Why is this blog called Post studio?

It appears that there may be one or two people confused as to why I changed the name of this blog from Yule Heibel’s Weblog to Yule Heibel’s Post Studio. It has nothing to do with anything as stupid as wanting to avoid the word blog, which I happen to think is quite a good word. I pointed out in my post on August 18 that I changed the name in a burst of enthusiastic support for the likes of Temporary Services; also for Gregory Sholette and others, for their attempts to take art out of the studio and into the street (as REPO History, for example) and into the community (note: this event, “Technopocalypse vs. Technotopia,” lasted 3 days and cost $35; be sure to check out the website, and visit Lumpen, too). Their practice has been called “temporary services,” “service art,” and “post studio.” The affinities to blogging are real: as curators in Banff put it when they went Beyond the Box,

The white cube — it’s a vision of the gallery museum that has dominated thinking and practice in the art world for decades. Beyond the Box: Diverging Curatorial Practices is a collection of essays by leading Canadian and international curators and artists that explores regions of practice outside this “cube,” delving into contemporary challenges to traditional ideas about art and curating.

None of this is new; it’s what the avant-garde has been doing for decades and decades and more decades. None of us is (re)inventing the wheel here, but it is my prerogative to call this blog what I want. If I wanted to call it Hugo Ball’s Nearly Hundred Year Old Hat Trick, I could do that, too.
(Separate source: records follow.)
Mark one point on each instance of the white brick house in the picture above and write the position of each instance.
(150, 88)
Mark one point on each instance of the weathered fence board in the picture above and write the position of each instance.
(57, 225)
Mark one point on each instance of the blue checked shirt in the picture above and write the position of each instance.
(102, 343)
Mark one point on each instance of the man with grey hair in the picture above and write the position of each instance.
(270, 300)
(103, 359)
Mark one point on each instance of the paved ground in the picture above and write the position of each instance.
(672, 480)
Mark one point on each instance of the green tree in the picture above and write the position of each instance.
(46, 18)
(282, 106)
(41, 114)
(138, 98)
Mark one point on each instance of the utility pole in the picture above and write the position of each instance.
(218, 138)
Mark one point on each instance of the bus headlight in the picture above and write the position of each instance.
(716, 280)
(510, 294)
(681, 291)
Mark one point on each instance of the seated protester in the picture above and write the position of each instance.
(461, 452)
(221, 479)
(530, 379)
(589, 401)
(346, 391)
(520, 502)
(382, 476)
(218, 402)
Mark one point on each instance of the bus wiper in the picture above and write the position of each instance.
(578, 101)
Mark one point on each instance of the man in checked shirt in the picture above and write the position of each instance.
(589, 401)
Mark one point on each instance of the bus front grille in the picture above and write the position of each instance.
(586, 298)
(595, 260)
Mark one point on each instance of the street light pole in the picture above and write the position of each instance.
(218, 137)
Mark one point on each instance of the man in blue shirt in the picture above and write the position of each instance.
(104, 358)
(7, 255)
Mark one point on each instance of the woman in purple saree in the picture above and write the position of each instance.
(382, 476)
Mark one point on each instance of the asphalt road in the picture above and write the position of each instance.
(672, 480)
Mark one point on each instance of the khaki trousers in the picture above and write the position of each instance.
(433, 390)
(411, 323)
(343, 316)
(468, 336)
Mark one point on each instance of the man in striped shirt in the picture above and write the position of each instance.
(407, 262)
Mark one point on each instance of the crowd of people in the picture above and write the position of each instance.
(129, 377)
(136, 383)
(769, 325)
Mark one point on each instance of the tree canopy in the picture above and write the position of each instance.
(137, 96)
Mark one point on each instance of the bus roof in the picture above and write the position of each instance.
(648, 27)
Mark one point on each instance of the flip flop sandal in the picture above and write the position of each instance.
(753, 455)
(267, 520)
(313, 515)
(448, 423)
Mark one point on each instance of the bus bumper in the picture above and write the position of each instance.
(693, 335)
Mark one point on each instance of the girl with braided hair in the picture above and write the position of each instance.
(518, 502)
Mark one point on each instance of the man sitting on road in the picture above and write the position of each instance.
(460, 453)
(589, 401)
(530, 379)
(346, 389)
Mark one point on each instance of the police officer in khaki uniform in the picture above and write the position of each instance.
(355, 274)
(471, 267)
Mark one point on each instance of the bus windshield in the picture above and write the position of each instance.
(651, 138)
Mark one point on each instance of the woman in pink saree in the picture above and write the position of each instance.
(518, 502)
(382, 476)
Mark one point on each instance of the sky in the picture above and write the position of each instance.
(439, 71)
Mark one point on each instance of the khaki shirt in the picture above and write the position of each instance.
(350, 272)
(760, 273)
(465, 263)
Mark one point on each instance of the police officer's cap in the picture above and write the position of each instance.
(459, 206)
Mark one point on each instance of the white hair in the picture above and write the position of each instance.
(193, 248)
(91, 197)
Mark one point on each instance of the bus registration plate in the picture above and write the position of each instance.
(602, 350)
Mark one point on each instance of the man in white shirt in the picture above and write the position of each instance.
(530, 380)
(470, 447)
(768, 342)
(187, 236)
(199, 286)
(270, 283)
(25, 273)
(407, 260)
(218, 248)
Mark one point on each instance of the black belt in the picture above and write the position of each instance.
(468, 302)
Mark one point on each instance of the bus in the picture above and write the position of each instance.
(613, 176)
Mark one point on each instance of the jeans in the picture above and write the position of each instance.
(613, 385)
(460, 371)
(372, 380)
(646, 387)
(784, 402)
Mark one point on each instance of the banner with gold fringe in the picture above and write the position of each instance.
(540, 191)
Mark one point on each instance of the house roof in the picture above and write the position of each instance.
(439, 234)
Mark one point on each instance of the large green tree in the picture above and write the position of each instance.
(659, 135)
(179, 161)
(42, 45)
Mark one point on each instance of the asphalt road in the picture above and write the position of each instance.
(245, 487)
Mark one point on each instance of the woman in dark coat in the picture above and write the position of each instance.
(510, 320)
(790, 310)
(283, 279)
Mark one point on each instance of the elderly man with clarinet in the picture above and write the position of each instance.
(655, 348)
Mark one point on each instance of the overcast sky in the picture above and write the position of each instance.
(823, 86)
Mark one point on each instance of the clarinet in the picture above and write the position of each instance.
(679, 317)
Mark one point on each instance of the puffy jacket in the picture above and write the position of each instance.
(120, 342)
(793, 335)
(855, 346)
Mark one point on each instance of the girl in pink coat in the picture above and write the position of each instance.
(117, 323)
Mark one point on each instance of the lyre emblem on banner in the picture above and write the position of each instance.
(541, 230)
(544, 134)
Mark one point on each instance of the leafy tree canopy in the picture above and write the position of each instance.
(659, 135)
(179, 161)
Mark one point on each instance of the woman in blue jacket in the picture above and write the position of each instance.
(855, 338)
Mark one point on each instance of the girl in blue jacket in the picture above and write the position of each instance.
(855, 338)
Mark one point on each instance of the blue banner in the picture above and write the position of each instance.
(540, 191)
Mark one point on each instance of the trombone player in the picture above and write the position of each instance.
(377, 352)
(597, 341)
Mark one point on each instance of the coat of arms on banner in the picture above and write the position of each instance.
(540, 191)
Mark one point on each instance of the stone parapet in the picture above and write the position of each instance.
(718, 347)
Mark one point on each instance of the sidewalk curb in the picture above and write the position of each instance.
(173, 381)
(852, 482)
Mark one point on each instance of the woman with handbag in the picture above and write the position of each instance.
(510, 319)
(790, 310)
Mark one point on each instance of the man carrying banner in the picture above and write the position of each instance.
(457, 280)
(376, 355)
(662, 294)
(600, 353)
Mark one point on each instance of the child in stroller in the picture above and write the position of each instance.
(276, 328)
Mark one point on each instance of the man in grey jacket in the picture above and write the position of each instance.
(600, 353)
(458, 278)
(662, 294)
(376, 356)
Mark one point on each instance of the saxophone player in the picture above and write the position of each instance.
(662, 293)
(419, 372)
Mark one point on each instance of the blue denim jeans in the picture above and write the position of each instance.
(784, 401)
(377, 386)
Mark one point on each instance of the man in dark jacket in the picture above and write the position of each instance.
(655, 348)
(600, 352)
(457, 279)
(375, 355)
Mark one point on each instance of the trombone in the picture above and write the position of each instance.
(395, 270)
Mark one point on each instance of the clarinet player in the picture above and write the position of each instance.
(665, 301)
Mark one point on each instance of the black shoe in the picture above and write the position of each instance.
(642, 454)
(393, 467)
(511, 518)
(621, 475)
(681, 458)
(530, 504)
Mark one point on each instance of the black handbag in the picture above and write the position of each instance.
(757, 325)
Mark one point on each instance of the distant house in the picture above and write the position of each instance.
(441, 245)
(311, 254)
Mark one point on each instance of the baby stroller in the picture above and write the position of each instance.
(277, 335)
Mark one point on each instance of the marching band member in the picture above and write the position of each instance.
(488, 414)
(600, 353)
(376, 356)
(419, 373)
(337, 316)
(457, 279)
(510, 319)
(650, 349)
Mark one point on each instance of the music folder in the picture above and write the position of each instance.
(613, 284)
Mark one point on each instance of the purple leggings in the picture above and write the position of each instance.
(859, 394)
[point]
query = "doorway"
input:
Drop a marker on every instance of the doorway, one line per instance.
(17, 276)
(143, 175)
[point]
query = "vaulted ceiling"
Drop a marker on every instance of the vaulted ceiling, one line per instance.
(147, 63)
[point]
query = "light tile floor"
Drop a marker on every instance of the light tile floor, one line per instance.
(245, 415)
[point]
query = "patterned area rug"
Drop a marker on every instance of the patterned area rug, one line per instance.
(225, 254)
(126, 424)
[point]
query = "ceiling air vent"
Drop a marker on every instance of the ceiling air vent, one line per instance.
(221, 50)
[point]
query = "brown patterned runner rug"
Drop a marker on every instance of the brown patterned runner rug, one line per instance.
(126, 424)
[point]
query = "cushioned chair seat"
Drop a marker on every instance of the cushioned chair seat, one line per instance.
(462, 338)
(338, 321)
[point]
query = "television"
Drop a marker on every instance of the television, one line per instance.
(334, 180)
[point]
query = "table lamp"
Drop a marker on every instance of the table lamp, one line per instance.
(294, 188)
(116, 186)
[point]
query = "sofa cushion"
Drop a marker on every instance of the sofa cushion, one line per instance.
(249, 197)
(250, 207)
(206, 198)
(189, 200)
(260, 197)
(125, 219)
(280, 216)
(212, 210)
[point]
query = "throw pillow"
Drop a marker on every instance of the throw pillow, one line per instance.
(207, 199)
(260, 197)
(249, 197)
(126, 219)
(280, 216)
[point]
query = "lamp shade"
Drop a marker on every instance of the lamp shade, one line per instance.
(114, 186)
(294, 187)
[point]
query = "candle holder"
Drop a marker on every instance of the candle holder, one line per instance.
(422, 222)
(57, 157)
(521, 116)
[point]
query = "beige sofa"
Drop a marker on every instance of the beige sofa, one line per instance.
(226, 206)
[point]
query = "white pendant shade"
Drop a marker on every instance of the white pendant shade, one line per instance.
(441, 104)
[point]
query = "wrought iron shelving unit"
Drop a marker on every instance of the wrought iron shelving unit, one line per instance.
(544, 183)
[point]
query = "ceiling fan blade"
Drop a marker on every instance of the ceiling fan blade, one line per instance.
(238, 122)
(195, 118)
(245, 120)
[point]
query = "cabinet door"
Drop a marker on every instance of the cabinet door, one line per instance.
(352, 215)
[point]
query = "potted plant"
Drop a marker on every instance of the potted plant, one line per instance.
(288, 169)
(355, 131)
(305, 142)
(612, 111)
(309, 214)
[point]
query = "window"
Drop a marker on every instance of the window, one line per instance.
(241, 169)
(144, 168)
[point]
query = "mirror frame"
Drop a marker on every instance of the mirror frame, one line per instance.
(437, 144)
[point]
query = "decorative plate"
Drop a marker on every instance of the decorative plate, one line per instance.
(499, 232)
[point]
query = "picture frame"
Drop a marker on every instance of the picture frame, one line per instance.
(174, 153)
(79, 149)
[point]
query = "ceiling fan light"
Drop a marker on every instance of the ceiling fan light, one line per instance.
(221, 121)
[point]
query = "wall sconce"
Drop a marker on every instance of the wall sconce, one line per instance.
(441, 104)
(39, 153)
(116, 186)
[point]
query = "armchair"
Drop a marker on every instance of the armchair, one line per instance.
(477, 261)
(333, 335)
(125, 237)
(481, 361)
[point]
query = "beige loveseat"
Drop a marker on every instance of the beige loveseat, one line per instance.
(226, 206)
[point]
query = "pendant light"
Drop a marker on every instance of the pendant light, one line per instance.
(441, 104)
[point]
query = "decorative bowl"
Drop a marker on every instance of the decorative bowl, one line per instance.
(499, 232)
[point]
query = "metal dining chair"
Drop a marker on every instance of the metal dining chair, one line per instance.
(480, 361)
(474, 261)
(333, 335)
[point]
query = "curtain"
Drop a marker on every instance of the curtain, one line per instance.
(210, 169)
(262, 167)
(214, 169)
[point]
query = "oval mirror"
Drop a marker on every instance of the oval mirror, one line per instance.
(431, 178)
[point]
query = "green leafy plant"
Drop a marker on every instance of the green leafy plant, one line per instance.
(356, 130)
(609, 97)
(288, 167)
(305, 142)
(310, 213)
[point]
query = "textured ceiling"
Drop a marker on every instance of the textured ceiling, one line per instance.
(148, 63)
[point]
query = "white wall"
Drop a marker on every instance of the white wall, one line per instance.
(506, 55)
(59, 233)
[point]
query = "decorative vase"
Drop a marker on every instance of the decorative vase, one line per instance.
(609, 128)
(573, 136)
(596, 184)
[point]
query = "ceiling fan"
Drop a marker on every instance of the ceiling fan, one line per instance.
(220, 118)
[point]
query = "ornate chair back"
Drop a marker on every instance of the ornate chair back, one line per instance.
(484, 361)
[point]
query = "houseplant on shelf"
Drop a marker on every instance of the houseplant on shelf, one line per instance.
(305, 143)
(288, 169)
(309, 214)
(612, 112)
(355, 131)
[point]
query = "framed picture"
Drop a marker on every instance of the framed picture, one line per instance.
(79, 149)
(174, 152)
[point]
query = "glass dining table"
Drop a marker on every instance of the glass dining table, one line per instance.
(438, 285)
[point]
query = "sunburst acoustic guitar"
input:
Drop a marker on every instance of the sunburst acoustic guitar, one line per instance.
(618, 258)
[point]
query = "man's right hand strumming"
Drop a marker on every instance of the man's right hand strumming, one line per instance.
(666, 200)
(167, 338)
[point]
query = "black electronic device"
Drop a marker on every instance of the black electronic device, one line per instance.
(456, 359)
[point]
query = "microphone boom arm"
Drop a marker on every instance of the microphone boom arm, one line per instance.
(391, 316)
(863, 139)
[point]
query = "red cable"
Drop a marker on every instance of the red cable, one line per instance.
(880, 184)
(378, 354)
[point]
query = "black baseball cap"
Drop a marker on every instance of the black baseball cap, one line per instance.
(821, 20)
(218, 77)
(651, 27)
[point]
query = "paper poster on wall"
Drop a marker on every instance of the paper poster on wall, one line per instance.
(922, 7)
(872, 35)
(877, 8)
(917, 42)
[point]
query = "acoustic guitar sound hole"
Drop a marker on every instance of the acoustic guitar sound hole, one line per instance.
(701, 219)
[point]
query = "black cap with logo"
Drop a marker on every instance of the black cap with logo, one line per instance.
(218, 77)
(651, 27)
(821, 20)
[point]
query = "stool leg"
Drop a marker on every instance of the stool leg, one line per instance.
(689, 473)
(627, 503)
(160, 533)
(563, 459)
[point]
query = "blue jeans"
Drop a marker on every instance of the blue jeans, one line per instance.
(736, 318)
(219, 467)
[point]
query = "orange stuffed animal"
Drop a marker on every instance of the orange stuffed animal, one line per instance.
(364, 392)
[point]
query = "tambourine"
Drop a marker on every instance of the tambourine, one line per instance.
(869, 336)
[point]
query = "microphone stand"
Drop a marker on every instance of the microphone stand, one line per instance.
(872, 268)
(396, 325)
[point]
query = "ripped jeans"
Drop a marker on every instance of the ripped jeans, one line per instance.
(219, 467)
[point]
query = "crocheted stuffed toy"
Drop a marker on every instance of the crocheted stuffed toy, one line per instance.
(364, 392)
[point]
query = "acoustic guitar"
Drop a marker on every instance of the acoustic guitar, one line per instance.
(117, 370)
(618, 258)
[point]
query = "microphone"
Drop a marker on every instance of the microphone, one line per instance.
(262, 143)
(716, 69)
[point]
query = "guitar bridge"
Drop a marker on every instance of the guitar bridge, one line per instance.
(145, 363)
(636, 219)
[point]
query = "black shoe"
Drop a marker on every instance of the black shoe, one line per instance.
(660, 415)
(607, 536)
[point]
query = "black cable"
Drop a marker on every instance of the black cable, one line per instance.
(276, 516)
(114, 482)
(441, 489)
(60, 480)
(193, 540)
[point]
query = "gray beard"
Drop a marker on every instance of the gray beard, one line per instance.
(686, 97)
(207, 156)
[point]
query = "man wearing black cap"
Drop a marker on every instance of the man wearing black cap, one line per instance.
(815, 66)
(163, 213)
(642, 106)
But I like the fact that there are people out there who are working beyond the studio, not by punching people in the face (literally or figuratively), but by involving those who have been disenfranchised from the ruling culture. (Actually, the way things are going, that’s almost all of us.) So, more power to post studio practice; it’s why I started blogging in the first place, not so I’d have to dance in a line or win a contest.